Clinical Consequences
  • Acute inflammation is traditionally characterized by a number of gross, clinically identifiable features:.
  • Calor: Heat (Due to increased blood flow)
  • Rubor: Redness (Due to dilation of blood vessels)
  • Tumor: Swelling, formally a localized edema (Due to increased permeability of vessels and resultant extravasation of protein-rich fluid)
  • Dolor: Pain (Due to chemical mediators such as bradykinin)

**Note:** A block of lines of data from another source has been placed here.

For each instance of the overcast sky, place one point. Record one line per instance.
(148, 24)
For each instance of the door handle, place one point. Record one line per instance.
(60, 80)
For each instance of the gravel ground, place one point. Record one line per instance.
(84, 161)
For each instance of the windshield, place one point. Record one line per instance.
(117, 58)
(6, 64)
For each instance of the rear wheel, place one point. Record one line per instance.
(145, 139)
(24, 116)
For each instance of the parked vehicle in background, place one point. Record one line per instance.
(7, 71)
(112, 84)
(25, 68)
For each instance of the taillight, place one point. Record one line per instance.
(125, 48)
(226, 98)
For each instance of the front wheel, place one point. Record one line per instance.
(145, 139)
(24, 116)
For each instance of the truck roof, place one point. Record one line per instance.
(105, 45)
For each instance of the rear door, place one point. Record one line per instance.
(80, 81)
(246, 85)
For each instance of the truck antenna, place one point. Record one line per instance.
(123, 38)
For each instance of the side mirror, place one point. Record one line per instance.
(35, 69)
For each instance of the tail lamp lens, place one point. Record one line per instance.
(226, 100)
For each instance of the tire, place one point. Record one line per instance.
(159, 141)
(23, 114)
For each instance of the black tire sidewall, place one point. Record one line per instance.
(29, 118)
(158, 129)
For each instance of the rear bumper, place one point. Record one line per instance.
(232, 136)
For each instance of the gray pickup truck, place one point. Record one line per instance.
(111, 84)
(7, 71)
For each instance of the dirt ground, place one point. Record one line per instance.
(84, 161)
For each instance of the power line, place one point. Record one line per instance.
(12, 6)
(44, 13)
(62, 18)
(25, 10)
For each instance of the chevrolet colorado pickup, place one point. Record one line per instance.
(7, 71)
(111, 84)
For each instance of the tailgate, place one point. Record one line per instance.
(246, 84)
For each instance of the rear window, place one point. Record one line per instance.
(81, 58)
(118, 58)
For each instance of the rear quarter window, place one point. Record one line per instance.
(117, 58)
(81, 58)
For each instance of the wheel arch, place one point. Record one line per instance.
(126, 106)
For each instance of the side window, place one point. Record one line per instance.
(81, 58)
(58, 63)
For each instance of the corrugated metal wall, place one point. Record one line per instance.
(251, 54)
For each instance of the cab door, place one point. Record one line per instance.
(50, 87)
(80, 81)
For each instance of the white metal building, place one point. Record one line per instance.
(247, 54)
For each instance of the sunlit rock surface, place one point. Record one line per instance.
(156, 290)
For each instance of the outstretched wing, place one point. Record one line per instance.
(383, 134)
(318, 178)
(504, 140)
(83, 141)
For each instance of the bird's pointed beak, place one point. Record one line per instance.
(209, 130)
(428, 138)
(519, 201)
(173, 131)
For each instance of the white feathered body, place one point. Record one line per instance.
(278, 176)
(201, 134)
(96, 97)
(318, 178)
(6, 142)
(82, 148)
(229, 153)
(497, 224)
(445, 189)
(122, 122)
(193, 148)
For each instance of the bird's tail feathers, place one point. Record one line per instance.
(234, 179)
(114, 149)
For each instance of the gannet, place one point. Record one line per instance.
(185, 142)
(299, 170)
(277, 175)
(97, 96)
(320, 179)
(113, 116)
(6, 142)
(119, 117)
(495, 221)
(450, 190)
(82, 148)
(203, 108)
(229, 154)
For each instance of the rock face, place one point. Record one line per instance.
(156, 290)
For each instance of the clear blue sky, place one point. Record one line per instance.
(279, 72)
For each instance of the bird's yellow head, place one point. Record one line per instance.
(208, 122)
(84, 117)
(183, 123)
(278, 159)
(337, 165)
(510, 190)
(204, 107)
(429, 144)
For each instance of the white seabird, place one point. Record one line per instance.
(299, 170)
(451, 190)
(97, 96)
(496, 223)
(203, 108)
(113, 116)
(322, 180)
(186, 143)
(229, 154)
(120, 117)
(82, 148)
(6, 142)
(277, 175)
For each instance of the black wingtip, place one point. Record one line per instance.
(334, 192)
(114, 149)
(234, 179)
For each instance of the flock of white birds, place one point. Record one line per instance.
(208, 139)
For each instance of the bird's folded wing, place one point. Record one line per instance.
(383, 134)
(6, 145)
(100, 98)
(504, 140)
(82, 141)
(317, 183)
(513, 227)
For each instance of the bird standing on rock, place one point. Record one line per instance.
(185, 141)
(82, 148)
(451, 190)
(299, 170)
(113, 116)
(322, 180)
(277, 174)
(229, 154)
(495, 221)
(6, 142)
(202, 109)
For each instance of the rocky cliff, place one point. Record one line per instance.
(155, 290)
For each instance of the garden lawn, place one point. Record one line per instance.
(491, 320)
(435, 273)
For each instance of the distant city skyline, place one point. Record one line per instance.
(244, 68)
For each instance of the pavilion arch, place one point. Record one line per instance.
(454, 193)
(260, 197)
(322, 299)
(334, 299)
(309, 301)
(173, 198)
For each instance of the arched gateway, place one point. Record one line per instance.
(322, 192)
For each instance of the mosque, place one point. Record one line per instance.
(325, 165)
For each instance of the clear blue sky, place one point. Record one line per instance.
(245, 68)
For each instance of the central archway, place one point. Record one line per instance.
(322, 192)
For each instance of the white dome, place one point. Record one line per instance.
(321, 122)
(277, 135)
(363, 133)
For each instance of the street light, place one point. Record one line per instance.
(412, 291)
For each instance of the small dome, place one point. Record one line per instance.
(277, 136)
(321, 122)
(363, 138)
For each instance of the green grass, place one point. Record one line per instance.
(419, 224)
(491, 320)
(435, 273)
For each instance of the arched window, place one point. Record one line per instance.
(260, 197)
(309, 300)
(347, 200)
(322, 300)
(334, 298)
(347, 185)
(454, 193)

  • Functio laesa: Loss of function
Sequelae
  • Overview
    • Acute Inflammation is generally considered a process which lasts several days. Following this time period several outcomes may result as described below.
  • Resolution
    • This is the most favorable outcome and is characterized by clearance of injured cells along with any microbes followed by restoration of the normal tissue architecture. Resolution occurs when the source of injury is transient and cellular damage is minimal. Extravasated immune cells are removed with different modalities: Neutrophils undergo apoptosis while macrophages and other cells travel out of the tissue via lymphatic vessels.
  • Abscess formation
    • When the source of injury is concentrated and intense, large numbers of neutrophils may be recruited to the site of injury. Neutrophils often release potent degradative enzymes into the surrounding tissue which can severely damage host cells and result in significant destruction of tissue architecture. The combination of recruited neutrophils which rapidly undergo apoptosis together with damaged cellular debris and any present microbes manifests as an Abscess.
  • Chronic Inflammation
    • In many cases the processes of acute inflammation are not sufficient to remove the source of injury. Additionally, the inflammatory processes themselves may initiate further injury which induces further inflammation, thus causing a self-perpetuating inflammatory loop. Such scenarios where inflammation lasts longer than several days are termed Chronic Inflammation (see page). When acute inflammation transitions into chronic inflammation the histomorphological pattern transitions as described further in Chronic Inflammation.
Morphology
  • In general, acute inflammation is characterized by the presence of large numbers of neutrophils although other leukocytes are recruited as well. Consequently, when you encounter histopathological descriptions which primarily cite the presence of neutrophils over and above other types of immune cells, consider this an indication that an acute inflammatory process is at work.